JUTLAND.

JUTLAND.BY FLEET SURGEON.

BY FLEET SURGEON.

The time is seven bells in the afternoon watch, and in the wardroom of one of His Majesty’s battle-cruisers a yawning marine servant with tousled hair and not too conspicuously clean a face is clattering cups and saucers at regular intervals round the two long tables which are the most obvious objects to be seen. Although it is a bright summer’s day on deck, the electric lights are lit, the wardroom skylights are battened down, and the heavy bomb-proof shutters pulled into position. In all the ship, fore and aft, there is not a space where normal daylight can enter except in a few of the senior officers’ cabins and down the companion-ways. Without being actually dirty, the whole living spaces are dingy and depressing. On the mess decks the watch below are indulging in their afternoon ‘caulk,’ stretched out on the tables or stools, with their heads resting on their wooden ditty boxes, which are used as pillows. Their forms are covered by watch coats, old hammocks, or pieces of deck cloth, for the wind blows chilly in the North Sea even on the thirty-first of May.

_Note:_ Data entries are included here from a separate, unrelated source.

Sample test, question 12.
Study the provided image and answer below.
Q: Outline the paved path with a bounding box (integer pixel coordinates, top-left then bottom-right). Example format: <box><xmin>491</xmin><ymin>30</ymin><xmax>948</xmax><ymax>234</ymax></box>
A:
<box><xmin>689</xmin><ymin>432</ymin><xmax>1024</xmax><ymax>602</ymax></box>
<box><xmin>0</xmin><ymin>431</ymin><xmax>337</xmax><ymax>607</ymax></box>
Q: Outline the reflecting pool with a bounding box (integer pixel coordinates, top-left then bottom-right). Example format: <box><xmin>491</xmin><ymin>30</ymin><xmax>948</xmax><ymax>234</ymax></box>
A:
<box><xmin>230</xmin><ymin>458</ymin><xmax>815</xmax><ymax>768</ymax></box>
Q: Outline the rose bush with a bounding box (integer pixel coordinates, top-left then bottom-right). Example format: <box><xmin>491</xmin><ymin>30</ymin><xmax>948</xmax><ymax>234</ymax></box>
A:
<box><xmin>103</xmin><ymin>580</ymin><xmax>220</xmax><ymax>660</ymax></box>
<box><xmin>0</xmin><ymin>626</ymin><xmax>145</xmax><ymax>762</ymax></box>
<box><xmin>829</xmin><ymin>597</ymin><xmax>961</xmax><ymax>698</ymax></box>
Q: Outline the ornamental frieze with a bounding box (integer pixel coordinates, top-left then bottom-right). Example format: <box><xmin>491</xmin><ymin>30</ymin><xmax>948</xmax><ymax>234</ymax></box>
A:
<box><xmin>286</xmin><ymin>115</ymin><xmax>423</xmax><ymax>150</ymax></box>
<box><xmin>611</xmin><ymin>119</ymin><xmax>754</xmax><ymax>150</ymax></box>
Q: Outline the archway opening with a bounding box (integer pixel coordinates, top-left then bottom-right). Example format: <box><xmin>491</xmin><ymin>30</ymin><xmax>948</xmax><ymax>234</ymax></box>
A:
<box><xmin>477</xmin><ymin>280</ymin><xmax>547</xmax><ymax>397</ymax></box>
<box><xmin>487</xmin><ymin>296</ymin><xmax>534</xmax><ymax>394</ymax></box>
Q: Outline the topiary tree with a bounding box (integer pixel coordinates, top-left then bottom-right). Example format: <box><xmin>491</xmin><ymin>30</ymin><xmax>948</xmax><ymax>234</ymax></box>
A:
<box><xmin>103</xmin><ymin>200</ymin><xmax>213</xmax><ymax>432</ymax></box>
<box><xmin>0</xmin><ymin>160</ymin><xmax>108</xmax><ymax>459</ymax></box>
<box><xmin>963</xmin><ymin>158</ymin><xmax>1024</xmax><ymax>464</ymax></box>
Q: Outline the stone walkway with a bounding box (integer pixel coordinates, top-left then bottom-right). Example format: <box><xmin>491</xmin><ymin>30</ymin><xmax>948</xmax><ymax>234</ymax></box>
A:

The wardroom is as depressing as the men’s quarters. It measures roughly thirty feet by twenty; the walls are of white painted steel; the floor is of steel covered with corticine, which has been coated with red shellac varnish so that it may not absorb moisture. There are two doorways opening on the port and starboard sides. The furniture is of the simplest possible description, consisting of the two long tables already mentioned, a smaller table, two sofas, three easy-chairs, two fixed settees about ten feet long, a dilapidated-looking piano covered with bundles of torn music, and two sideboards in alcoves, in each of which is a sliding hatch communicating with the pantry. The walls are bare except for a photograph of the sinkingBluecher, an engraving of an earlier namesake of the ship, and some charts and war maps hanging limply from drawing-pins,which fix them to wooden battens. In one corner is a coal stove, the polished brass funnel of which, passing to the deck above, is the only bright object in the room. Suspended from the beams by their cords and covered with yellow silken shades whose colour has long ago lost its pristine freshness and daintiness, are the electric lights. The gentle swaying of the shades is the only indication that the ship is at sea. Thanks to her turbine machinery, no noise or movement can be felt, and she might be lying in harbour for all there is to indicate otherwise.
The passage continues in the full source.